The Lancet Report - Stillbirth in low and middle-income countries
Elsevier, Elsevier Connect, January 24 2018
Rosanna Armstrong

Numbers have a way of revealing truth without ambiguity.

  • 2.6 million babies worldwide are stillborn each year. The majority of these deaths are preventable.
  • 98 percent of stillbirths are concentrated in low- and middle-income countries, with two-thirds in South Asia and Sub-Saharan Africa. It is a tragedy that also features disproportionately in high-income countries.
  • In 2016, the United States experienced over 20,000 stillbirths.

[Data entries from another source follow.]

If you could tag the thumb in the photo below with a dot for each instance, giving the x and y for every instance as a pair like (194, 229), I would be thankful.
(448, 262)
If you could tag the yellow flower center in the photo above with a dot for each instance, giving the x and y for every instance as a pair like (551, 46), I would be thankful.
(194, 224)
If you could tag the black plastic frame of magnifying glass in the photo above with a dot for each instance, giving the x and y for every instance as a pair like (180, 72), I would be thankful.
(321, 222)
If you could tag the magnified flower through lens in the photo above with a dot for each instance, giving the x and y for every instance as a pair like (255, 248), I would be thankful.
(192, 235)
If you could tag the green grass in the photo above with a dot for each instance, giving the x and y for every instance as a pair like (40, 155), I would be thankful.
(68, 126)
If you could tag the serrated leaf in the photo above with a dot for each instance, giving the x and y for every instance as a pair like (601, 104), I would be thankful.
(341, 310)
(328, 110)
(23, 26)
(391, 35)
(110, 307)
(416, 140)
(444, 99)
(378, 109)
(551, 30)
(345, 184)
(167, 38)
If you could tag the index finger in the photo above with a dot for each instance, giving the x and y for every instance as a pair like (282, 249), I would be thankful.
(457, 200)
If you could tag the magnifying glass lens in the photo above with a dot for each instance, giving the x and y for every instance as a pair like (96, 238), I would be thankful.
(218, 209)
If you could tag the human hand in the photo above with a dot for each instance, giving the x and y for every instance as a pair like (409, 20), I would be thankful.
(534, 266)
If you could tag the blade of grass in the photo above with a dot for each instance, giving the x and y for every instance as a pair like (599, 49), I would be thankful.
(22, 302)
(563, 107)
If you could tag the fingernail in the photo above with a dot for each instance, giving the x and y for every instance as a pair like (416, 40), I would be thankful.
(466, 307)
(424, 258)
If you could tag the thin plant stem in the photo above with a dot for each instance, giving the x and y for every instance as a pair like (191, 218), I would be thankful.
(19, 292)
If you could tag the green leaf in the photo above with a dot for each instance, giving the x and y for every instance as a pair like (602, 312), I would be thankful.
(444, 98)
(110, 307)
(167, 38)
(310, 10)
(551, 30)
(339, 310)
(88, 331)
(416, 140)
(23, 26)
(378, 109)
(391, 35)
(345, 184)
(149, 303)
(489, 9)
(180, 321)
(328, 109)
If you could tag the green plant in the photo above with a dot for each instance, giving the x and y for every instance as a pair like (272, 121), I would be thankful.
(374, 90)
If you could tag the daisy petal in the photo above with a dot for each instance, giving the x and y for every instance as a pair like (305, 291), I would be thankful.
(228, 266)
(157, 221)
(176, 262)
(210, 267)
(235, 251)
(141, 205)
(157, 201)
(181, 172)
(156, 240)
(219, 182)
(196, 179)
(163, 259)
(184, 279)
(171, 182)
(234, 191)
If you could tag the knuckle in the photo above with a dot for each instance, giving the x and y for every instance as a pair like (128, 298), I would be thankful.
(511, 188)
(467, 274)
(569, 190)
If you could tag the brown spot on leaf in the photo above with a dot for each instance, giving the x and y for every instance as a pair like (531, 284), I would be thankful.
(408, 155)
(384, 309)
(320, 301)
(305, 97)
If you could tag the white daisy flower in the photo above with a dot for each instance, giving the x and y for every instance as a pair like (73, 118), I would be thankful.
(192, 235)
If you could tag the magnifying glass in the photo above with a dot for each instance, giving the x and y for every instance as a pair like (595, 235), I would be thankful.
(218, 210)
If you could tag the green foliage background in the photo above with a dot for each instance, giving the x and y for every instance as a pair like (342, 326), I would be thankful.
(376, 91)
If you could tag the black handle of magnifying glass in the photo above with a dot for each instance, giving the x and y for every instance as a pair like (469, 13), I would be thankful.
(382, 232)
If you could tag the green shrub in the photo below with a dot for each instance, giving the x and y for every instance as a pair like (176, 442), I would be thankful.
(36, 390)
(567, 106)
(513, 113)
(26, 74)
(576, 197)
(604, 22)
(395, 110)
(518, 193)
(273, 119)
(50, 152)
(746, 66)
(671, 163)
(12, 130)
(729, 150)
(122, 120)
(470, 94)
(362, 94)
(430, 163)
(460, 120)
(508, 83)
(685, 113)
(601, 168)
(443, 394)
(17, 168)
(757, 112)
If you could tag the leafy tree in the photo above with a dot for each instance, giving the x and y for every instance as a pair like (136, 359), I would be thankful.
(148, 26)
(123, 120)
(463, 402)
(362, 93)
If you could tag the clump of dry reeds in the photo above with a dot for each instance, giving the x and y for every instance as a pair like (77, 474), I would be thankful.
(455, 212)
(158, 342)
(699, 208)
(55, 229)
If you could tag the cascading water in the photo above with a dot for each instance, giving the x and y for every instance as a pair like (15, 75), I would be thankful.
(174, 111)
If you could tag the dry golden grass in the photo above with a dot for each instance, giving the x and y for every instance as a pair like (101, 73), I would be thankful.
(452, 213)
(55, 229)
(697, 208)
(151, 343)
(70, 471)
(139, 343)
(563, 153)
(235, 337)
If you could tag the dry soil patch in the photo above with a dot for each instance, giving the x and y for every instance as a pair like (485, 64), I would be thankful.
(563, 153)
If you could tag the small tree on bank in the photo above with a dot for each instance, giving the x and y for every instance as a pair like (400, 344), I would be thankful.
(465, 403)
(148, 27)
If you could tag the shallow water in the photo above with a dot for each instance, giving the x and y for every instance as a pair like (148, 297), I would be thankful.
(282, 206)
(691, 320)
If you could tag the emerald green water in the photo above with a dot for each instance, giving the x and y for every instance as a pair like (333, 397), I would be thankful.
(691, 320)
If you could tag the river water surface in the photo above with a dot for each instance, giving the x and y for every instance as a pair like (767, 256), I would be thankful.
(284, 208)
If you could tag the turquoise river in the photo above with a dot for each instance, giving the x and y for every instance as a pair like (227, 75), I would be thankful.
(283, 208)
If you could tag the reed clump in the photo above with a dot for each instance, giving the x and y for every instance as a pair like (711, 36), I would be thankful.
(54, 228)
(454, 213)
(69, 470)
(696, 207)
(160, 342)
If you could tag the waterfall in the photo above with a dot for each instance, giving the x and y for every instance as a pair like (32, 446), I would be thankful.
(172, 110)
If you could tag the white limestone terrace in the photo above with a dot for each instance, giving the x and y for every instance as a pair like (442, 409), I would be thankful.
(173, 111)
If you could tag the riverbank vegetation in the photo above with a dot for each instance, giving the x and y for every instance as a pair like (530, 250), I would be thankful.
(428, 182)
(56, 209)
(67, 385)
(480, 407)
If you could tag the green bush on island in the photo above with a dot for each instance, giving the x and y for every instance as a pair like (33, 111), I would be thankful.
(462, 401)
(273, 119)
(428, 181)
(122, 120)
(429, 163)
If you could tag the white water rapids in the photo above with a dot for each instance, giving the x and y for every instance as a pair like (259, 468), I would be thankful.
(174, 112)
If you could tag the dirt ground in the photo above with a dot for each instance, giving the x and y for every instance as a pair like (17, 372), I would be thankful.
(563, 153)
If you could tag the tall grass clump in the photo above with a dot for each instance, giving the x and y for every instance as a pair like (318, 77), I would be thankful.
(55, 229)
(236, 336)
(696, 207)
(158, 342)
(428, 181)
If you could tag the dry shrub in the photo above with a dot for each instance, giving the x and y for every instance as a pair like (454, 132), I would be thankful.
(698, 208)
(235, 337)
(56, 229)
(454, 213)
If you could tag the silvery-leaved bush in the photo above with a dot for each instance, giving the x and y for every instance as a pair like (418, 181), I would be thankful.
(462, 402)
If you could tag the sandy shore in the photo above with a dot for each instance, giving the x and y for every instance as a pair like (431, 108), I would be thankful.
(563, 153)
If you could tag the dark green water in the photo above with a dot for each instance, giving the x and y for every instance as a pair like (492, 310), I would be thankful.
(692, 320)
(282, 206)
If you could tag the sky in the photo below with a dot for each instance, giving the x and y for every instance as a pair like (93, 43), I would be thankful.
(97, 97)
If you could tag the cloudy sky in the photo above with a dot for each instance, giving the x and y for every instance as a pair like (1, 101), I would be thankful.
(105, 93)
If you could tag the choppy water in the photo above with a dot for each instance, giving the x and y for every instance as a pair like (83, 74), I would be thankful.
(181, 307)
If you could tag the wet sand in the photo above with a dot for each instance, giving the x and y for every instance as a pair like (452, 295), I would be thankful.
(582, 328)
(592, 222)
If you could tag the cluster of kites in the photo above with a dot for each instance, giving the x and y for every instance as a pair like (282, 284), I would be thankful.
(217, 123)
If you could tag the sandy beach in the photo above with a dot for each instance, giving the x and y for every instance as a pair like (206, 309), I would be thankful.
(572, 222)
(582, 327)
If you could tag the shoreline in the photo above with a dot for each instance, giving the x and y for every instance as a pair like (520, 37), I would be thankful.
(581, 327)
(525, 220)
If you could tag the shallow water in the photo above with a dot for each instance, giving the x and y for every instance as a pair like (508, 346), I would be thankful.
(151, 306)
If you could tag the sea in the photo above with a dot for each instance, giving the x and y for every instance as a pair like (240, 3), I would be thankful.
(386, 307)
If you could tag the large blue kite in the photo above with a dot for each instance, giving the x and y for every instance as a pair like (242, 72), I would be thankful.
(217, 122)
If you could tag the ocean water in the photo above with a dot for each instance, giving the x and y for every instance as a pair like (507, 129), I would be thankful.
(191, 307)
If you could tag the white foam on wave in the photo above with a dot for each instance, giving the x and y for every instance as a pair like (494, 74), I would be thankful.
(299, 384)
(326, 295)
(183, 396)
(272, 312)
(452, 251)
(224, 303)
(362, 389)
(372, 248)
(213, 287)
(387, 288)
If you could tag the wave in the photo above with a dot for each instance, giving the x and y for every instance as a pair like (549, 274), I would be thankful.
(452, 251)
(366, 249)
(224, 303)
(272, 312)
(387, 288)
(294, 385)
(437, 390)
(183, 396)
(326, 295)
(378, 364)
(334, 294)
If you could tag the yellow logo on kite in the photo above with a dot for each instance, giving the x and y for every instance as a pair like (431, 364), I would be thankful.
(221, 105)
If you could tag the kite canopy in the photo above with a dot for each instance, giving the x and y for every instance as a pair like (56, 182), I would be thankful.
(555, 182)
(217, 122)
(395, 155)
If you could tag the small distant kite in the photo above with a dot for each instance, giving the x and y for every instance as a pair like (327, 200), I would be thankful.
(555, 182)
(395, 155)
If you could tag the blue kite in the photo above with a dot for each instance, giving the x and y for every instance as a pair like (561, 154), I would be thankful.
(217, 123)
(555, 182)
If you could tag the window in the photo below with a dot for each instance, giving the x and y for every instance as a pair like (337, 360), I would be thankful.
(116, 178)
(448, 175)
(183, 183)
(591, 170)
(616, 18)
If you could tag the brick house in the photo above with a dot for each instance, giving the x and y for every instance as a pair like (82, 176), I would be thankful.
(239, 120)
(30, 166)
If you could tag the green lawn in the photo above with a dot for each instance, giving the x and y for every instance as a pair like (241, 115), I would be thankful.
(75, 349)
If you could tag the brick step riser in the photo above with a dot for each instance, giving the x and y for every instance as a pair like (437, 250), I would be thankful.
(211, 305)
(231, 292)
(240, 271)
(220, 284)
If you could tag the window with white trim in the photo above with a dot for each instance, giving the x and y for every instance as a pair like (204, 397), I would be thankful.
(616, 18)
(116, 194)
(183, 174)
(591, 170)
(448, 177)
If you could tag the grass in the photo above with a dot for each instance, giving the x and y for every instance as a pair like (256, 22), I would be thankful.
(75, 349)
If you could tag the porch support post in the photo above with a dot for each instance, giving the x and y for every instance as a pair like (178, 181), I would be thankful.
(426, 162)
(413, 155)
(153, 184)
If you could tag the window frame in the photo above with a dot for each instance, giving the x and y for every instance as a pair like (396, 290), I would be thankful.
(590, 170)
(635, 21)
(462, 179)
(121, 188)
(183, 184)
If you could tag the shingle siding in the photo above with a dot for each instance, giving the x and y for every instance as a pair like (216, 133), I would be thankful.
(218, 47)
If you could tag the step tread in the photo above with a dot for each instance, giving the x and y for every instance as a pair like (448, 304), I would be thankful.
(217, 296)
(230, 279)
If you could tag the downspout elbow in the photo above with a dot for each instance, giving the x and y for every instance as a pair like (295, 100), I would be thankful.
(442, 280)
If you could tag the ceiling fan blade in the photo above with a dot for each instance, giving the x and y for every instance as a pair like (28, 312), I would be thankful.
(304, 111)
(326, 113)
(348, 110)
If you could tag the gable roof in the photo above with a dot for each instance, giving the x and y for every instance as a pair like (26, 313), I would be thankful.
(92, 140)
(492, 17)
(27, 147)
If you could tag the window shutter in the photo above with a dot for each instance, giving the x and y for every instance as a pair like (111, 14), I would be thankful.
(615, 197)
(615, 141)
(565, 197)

With statistics like these, from recent Lancet reports, it’s surprising the world has not demanded more attention to the issue of stillbirths.

In January 2016, Dr. Richard Horton, Editor-in-Chief of The Lancet, set out to change the status quo. The Lancet is one of the world’s most prestigious scientific journals from Elsevier, an information analytics business known for combining smart technology with scientific and medical content. With this unique convening power, Dr. Horton decided to bring together scientists and experts from around the world to address this major public health issue.

The experts came from more than 100 organizations and 43 countries and were co-led by Prof. Joy Lawn, Director of the MARCH Centre at the London School of Hygiene & Tropical Medicine.

They published a series of five papers addressing fundamental issues related to stillbirths. This included analyzing where the biggest burden of stillbirths lies and which countries are most affected and, most importantly, translating this knowledge into a call to action to prevent stillbirths.

What Dr. Horton found particularly shocking was the figure of 1.3 million stillbirths that happen during labor per year. As he said at the time:

"The idea of a child being alive at the beginning of labor and dying for entirely preventable reasons during the next few hours should be a health scandal of international proportions. Yet it is not. Our series aims to make it so."